Calculismo
A não aprovação do Orçamento Geral do Estado para 2022 (OE) foi feita com plena legitimidade democrática e refletiu a vontade expressa pela maioria dos Deputados, sendo por isso mesmo um resultado incontestável do ponto de vista processual. Neste texto procedo à sua análise do ponto de vista do fundamento e dos argumentos,assumindo a subjetividade própria dos valores e princípios em que acredito.
Lamento que o arranque da recuperação do País após uma pandemia com um brutal impacto económico e social, tenha sido travada, com legitimidade como já referi, mas com absoluta inoportunidade, por uma crise política que se sabe como começou, mas que ainda é impossível antever como vai acabar.
A minha perspetiva não pretende ser sectária nem reveladora de mau perder.
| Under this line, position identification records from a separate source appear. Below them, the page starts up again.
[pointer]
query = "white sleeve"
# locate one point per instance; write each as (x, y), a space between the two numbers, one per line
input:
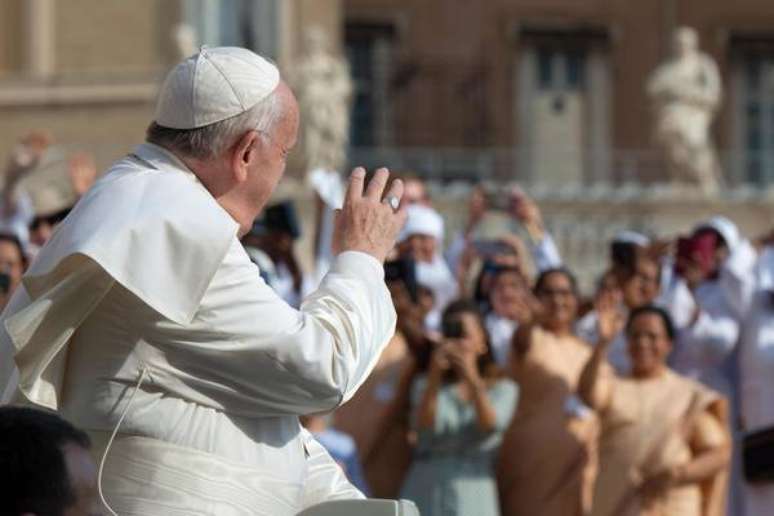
(254, 353)
(324, 480)
(712, 335)
(737, 278)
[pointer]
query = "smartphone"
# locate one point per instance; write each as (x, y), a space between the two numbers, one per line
(452, 329)
(623, 254)
(404, 271)
(488, 248)
(498, 201)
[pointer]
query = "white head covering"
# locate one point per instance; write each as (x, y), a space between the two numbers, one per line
(725, 227)
(422, 220)
(631, 237)
(213, 85)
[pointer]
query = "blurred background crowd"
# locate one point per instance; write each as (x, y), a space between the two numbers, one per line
(585, 283)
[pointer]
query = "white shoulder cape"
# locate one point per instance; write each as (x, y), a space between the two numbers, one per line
(151, 225)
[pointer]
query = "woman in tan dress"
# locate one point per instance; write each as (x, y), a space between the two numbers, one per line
(664, 445)
(546, 462)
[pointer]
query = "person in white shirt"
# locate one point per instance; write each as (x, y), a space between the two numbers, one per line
(708, 319)
(421, 239)
(271, 245)
(143, 320)
(750, 288)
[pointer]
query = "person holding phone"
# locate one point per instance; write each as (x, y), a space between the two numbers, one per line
(461, 409)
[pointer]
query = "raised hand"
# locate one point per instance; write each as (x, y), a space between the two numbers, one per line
(610, 320)
(367, 222)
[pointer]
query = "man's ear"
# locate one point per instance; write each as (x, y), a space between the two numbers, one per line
(245, 151)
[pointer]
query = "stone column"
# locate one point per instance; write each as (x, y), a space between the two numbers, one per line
(39, 21)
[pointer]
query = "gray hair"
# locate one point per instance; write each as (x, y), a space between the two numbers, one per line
(212, 140)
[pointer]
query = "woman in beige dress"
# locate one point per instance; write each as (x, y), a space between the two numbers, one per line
(664, 445)
(546, 463)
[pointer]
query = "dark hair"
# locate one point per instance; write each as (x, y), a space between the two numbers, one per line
(666, 320)
(541, 281)
(13, 239)
(33, 473)
(487, 366)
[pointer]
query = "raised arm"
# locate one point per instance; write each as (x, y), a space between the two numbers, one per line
(594, 387)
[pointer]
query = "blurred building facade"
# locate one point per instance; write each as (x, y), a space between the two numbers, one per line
(550, 89)
(88, 70)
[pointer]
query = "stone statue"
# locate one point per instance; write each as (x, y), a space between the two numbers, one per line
(686, 92)
(324, 88)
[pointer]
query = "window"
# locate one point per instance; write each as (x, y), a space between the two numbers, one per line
(753, 64)
(369, 50)
(252, 24)
(563, 102)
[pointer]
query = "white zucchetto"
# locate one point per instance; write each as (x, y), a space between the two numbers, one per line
(213, 85)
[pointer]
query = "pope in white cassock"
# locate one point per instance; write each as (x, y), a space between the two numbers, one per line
(143, 318)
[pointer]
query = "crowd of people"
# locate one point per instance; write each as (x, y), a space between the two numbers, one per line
(504, 390)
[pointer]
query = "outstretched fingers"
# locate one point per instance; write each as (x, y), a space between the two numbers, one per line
(355, 188)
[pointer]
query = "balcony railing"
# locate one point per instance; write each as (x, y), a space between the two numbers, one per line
(585, 168)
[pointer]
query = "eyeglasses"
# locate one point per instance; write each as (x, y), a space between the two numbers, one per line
(551, 292)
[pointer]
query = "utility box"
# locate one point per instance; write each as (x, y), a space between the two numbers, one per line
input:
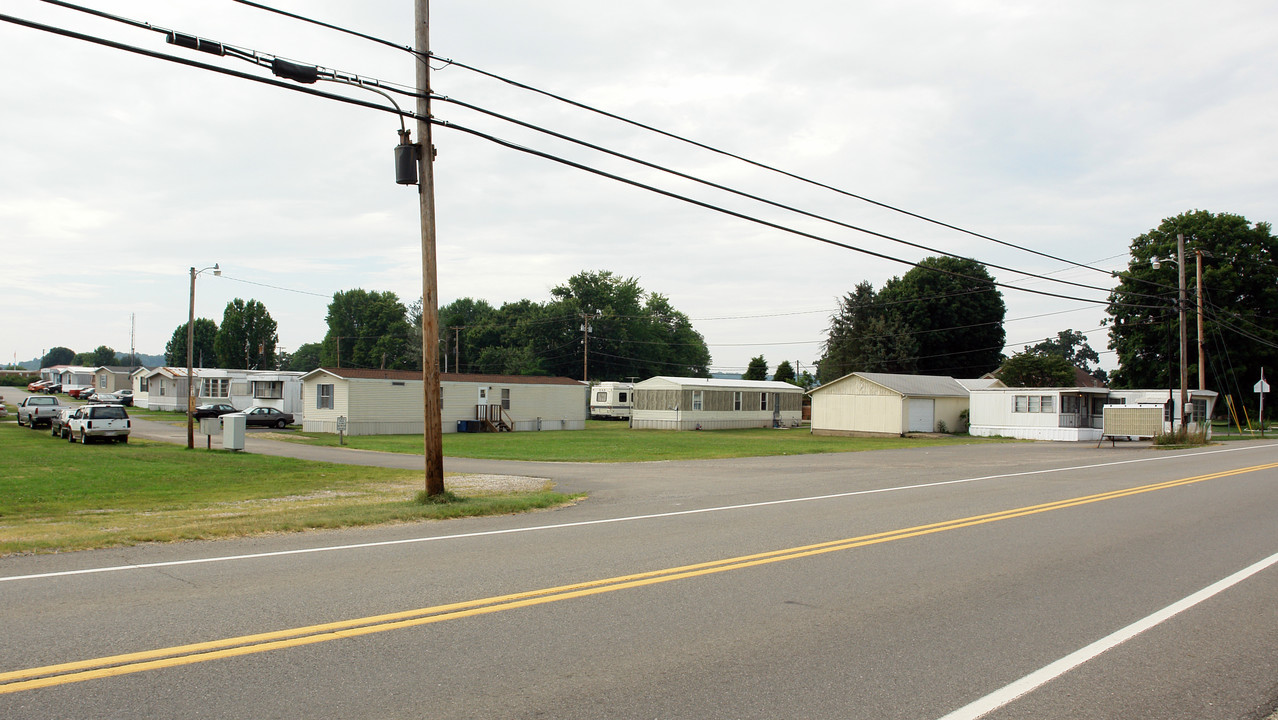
(210, 425)
(233, 431)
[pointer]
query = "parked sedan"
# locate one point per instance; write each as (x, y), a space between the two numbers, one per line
(267, 417)
(58, 423)
(214, 409)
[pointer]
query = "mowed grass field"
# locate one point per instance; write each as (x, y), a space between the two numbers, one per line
(58, 496)
(603, 441)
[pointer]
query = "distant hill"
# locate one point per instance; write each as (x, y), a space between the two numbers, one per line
(150, 361)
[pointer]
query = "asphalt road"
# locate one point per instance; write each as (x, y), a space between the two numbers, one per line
(905, 583)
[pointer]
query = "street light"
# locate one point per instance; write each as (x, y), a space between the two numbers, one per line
(191, 345)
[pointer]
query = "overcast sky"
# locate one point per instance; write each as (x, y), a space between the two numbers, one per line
(1067, 128)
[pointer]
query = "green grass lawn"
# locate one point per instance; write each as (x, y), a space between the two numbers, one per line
(605, 441)
(58, 496)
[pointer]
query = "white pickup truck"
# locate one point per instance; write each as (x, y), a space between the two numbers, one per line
(38, 409)
(99, 422)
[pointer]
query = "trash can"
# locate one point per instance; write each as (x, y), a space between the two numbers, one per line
(233, 431)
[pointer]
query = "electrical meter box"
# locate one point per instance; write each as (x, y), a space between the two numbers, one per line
(233, 431)
(210, 425)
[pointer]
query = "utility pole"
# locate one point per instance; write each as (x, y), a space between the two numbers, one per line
(1198, 293)
(1185, 370)
(456, 348)
(432, 429)
(585, 343)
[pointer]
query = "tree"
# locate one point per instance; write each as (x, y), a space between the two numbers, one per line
(757, 370)
(368, 329)
(955, 313)
(1030, 368)
(304, 358)
(247, 336)
(1240, 289)
(785, 372)
(202, 344)
(942, 317)
(1074, 348)
(58, 356)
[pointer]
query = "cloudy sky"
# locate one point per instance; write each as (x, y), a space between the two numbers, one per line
(1067, 128)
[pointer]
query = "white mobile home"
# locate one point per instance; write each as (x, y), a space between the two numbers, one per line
(611, 400)
(883, 403)
(390, 402)
(708, 403)
(165, 389)
(1070, 413)
(1038, 413)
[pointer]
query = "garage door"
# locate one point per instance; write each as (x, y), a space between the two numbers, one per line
(922, 414)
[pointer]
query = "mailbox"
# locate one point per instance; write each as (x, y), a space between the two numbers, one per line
(233, 431)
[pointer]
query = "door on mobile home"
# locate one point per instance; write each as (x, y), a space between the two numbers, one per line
(922, 414)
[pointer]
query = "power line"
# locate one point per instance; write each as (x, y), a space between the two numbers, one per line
(179, 60)
(750, 218)
(669, 134)
(750, 196)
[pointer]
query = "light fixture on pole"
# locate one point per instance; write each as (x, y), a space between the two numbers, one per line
(191, 345)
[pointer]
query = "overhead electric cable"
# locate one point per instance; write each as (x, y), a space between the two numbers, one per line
(670, 134)
(750, 218)
(531, 151)
(134, 49)
(750, 196)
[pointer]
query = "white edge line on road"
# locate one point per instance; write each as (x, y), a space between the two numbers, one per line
(1008, 693)
(606, 521)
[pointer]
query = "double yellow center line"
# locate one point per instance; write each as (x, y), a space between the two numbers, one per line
(132, 663)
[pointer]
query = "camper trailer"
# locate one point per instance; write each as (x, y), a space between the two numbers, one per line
(611, 400)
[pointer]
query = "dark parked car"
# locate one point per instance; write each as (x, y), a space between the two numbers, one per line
(214, 409)
(267, 417)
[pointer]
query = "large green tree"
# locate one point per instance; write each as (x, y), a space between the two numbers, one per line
(757, 368)
(942, 317)
(1074, 348)
(202, 344)
(100, 357)
(633, 333)
(368, 329)
(1240, 293)
(1031, 368)
(247, 336)
(58, 356)
(955, 312)
(306, 357)
(785, 372)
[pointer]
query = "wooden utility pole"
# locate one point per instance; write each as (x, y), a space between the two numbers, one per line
(1184, 301)
(432, 402)
(1198, 293)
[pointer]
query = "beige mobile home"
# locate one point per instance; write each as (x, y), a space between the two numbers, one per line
(389, 402)
(707, 403)
(883, 403)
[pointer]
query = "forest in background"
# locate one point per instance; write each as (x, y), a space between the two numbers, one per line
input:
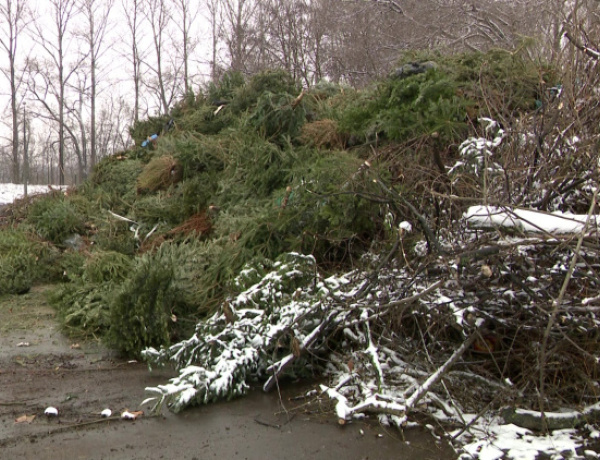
(78, 73)
(264, 229)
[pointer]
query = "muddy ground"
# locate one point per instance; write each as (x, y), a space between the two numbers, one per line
(41, 367)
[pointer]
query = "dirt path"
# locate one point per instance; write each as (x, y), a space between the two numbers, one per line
(40, 367)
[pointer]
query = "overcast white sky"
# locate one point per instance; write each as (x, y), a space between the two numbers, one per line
(114, 64)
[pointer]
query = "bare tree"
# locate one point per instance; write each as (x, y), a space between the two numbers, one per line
(239, 17)
(159, 19)
(215, 19)
(96, 13)
(13, 19)
(187, 16)
(55, 72)
(133, 10)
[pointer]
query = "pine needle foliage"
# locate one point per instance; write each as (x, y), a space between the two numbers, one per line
(112, 183)
(162, 297)
(83, 304)
(278, 117)
(249, 333)
(25, 260)
(445, 97)
(56, 218)
(159, 174)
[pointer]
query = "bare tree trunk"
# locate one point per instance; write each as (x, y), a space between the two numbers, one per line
(96, 12)
(12, 16)
(187, 17)
(158, 17)
(132, 17)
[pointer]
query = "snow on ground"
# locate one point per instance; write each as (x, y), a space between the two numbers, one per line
(11, 192)
(489, 438)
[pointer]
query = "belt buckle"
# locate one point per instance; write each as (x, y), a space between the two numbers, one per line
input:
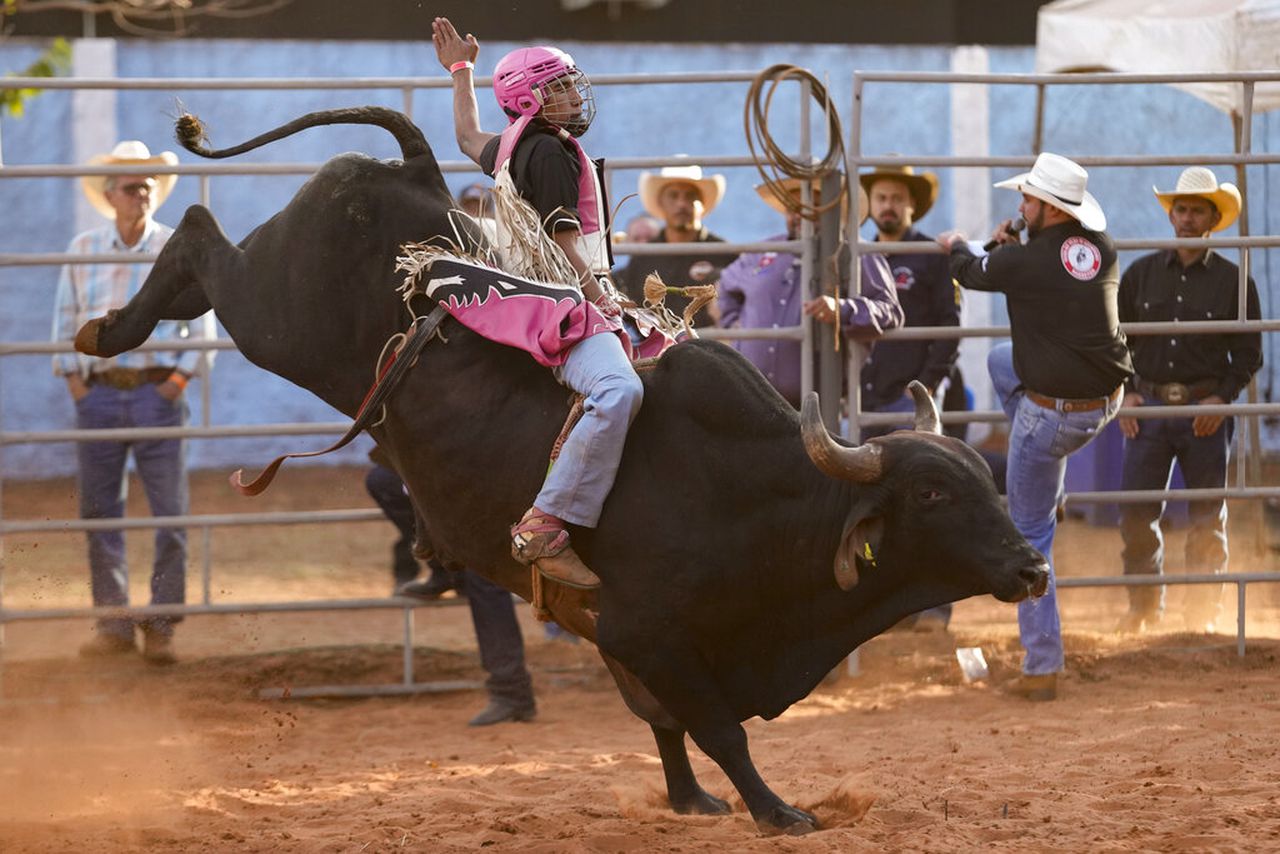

É o testemunho de uma convicção forte, com respeito total pela escolha feita e com o desejo sincero que no fim de todo o processo, havendo como é próprio da política, vencedores e vencidos, a maioria dos portugueses saia a ganhar.
Uma das críticas mais propaladas em relação a muitos representantes políticos, bastas vezes com justificação, é a de que são tentados a dar mais atenção àquilo que é mediático ou sonante do que á solução em concreto dos problemas das pessoas que os elegeram.
No caso da reprovação do OE e em particular no que se refere aos votos contra do Bloco de Esquerda (BE) e do Partido Comunista Português (PCP), que juntos ajudaram a inverter o ciclo político de austeridade e a retomar uma via de convergência e coesão,julgo que a motivação não foi resultado do conteúdo, tendo em conta as múltiplas propostas positivas para as pessoas e para o seu eleitorado mais específico que conquistaram ao longo da negociação, nem qualquer vã emergência de necessidade de protagonismo.
O que emergiu foi a aplicação dum frio calculismo em relação à liderança do espaço político que disputam. Sob a pressão da sobrevivência, a ideia forte de que as pessoas devem estar sempre primeiro, não conseguiu suplantar a força arrasadora do cálculo partidário.
Ao longo de 47 anos de democracia o povo português tem sempre demonstrado uma enorme sabedoria no momento de fazer as suas avaliações políticas através do voto, por muito que os seus vereditos e deliberações por vezes custem a aceitar, por quem não vê as suas opções maioritariamente sufragadas.
Mais cedo ou mais tarde será ao povo que caberá a ultima palavra sobre a apreciação democrática da crise espoletada pelo descaminho agora verificado. Agora o calculismo suplantou o caminho do compromisso. Em tempo o os eleitores dirão de sua justiça.